The spread of the virus has been aided by the neoliberal drive to privatise everything under the sun, including healthcare. Forty years of the privatisation of public health institutions (allegedly in the name of efficiency and for the benefit of consumers) has resulted in a disastrous situation as private healthcare providers have no commercial interest in preparing for or preventing emergencies. The spread has been aided by the lack of staff and material capacities in underfunded public hospitals, and the complete inability of the private, profit-motivated healthcare industry to provide even the most basic medical equipment and treatment when they are needed. The followers of neoliberal thinking disagree with this proposition and suggest that only the private sector can deal with the pandemic. 

Free marketeers argue that the development of a vaccine would not have been possible without the free market principles. In his defence of “Big Pharma”, Ralph (2020) praises the “global pharmaceuticals sector”, which “has been working for months with academia and governments to develop vaccines at unprecedented speed and financial risk, but also against a backdrop of cynicism from a public weary of controversies from drug price ‘gouging’ to bribery and marketing scandals”. In an editorial, City A.M. (2020) suggests that only those who know the principles of free market economics, or those who are observant, realise that “over the past hundreds of years it has invariably been the private sector, driven by need, who have innovated the world into progress”.

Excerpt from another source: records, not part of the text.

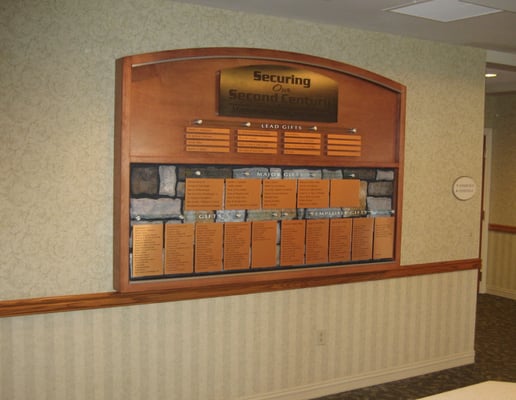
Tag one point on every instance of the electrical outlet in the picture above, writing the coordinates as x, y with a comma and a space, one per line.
321, 337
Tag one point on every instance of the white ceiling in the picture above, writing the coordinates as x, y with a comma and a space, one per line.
495, 32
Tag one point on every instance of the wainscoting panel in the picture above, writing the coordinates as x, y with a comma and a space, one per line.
294, 344
501, 272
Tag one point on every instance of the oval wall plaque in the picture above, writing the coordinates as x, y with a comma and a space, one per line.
464, 188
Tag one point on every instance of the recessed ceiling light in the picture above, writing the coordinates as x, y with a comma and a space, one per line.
444, 10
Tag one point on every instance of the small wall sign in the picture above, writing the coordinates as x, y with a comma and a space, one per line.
464, 188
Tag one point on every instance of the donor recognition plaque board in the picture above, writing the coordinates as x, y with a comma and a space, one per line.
238, 168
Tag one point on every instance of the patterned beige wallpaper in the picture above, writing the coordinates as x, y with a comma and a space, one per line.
56, 124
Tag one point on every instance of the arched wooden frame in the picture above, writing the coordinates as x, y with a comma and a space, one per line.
159, 94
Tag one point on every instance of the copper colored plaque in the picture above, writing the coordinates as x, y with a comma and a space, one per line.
340, 239
179, 248
313, 193
237, 242
147, 250
264, 244
242, 194
383, 238
362, 242
317, 241
345, 193
208, 247
204, 194
278, 92
279, 193
292, 249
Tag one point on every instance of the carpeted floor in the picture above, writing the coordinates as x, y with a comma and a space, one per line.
495, 359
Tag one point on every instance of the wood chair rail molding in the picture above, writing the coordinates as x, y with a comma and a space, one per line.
502, 228
43, 305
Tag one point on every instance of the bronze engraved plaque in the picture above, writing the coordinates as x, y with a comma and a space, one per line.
279, 92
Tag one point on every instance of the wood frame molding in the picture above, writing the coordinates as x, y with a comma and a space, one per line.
43, 305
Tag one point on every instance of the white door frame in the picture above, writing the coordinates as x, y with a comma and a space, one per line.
486, 189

Those who argue along these lines seem to overlook the fact that vaccines would not have been developed without government action and public sector support. Typically, pharmaceutical companies take the risk of innovation in return for a profitable period under patent protection. If research fails (in the sense that a useful product does not materialise) the underlying company will likely fail to recoup the cost of research and development. This means that the risk of innovation is borne by pharmaceutical companies. However, this time it is different as the risk posed by the pandemic forced governments to accept innovation risk by pre-ordering vaccines without knowing whether or not they would be effective. This acceptance provided the incentive for pharmaceutical companies to develop multiple approaches simultaneously in order to find those that work, while letting the government take the risk of those that do not work. Pharmaceutical companies have also been allowed to progress the vaccines through the necessary regulatory clearance stages more quickly, continuing with testing while seeking regulatory clearance in parallel, rather than sequentially. Those same companies have been assured that they would not face lawsuits if the vaccines produced side-effects that could kill or harm people. And they have been receiving billions of dollars of taxpayers’ money in the form of research grants and subsidies.

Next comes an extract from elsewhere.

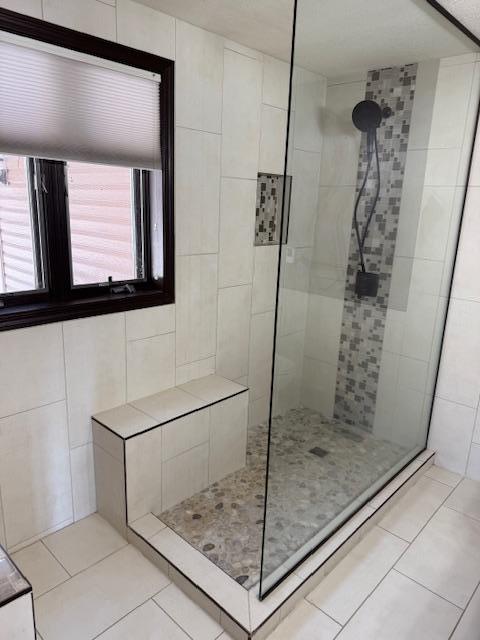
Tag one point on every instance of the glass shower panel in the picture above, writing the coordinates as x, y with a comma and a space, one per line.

This can hardly be a triumph for the free market as noted by Parker (2020) who argues that it points to the importance of government policy in setting the right framework for innovation incentives. The refusal of Big Pharma (with the approval of their governments) to waive patents, even after making billions in profit and the elevation of top executives to the billionaires club, has allowed the mutation of the virus and the wild fire of the Omicron that started in November 2021. Neoliberal ideas and policies provide a reverse-Robin-Hood redistribution of wealth from the poor and middle class to the rich and super rich. Being a neoliberal virus, it has done the same, providing cash cows for “Big Pharma”.